The New Era of Reiwa
Prince Crown Naruhito ascended the throne in this rare historic moment, after his father Emperor Akihito became the first monarch to abdicate in 200 years.
The general atmosphere was festive as family, friends and loved ones gathered in unity to commemorate the new era – but it was not without its melancholy, as the generations born in the Heisei era voiced their affection and sadness for its passing.
The new imperial era, named Reiwa “令和” (beauty harmony) derives from a poem in the ancient collection of classical Japanese poetry titled Manyoshu (translated as “Collection of Ten Thousand Leaves”). The poem describes a Japanese ume plum flower in full bloom in early spring after resiliently surviving a harsh winter.
The Heisei era was characterised by relative peace, but it was also a time of significant instability – beginning with the decade-long financial crisis in the 1990’s and a succession of natural disasters that struck the nation.
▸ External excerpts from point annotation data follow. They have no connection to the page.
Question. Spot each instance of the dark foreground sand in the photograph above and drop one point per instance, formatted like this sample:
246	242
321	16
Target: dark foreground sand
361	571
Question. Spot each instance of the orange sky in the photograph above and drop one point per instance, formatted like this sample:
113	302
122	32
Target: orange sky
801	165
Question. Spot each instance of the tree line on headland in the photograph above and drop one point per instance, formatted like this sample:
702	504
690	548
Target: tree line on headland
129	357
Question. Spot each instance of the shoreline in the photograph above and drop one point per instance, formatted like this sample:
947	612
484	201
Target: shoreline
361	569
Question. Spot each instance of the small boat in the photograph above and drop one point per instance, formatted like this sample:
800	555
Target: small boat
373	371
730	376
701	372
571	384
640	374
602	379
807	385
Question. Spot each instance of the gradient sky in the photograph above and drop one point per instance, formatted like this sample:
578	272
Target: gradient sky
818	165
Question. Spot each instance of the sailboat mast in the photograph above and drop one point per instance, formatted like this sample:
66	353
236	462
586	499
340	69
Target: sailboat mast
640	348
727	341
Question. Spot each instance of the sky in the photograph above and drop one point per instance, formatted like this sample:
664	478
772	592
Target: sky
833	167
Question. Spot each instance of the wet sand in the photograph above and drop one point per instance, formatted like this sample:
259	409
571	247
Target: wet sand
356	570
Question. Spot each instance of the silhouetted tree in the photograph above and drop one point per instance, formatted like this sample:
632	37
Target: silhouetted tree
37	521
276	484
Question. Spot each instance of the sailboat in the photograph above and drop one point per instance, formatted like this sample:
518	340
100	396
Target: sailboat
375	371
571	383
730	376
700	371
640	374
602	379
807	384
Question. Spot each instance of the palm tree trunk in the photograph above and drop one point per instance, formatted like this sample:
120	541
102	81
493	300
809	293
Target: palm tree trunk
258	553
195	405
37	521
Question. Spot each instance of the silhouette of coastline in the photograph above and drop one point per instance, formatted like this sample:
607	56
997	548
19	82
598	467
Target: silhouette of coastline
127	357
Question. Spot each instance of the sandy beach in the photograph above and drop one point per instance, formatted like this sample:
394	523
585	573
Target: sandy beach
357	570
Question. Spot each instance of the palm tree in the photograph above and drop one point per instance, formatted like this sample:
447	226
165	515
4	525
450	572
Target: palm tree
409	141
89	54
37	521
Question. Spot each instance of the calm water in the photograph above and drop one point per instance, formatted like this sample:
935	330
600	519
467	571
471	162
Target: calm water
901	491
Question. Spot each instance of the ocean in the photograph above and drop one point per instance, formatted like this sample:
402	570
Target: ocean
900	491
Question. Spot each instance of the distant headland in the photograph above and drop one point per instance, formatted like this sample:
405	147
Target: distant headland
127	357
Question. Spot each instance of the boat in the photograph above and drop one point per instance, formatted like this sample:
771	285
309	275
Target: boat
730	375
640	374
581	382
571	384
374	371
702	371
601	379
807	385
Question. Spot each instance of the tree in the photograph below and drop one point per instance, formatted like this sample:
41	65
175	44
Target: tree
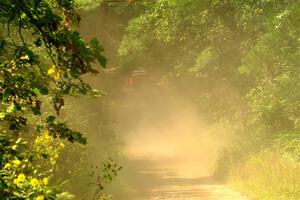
42	57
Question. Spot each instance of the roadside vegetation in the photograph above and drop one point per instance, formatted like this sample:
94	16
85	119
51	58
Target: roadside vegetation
237	61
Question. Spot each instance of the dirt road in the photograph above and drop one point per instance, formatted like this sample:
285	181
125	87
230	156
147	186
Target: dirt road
170	178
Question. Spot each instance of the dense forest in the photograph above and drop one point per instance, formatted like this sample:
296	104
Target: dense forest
71	73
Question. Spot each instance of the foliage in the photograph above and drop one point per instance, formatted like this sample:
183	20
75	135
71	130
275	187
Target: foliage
243	57
42	57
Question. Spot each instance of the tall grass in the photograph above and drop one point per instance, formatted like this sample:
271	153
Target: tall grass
268	175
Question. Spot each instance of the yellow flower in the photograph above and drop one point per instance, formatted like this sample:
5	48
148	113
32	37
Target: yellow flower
40	198
7	166
21	178
16	162
45	181
34	182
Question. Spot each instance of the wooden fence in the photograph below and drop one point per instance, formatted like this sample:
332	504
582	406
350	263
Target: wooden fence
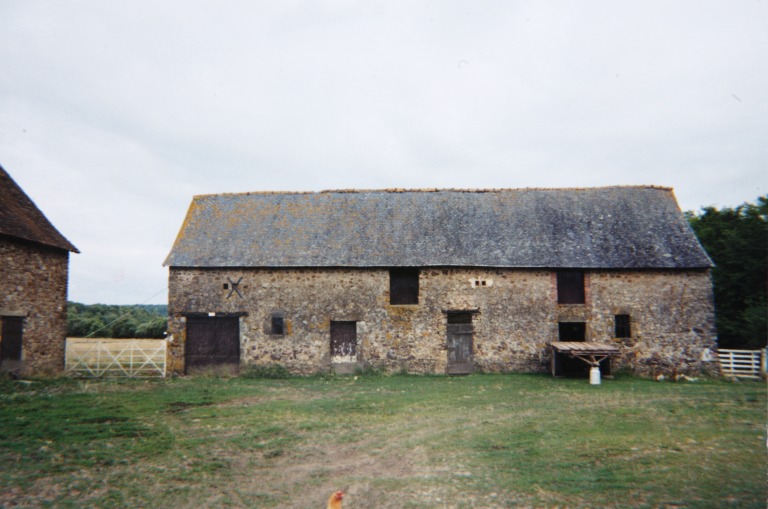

The imperial family has remained a symbol of conscience and unity of the Japanese people in times of adversity, and Emperor Akihito will be remembered for his connection with the common people.
As Emperor Akihito’s 30-year reign ended on April 31st, he gave a heartfelt message to the Japanese nation and wished for the Reiwa era to be “…a stable and fruitful one, and I pray, with all my heart, for peace and happiness for all the people in Japan and around the world.” And with that, Japan’s new Emperor Naruhito ascended the throne and ushered in a hopeful new era of ‘beautiful harmony’.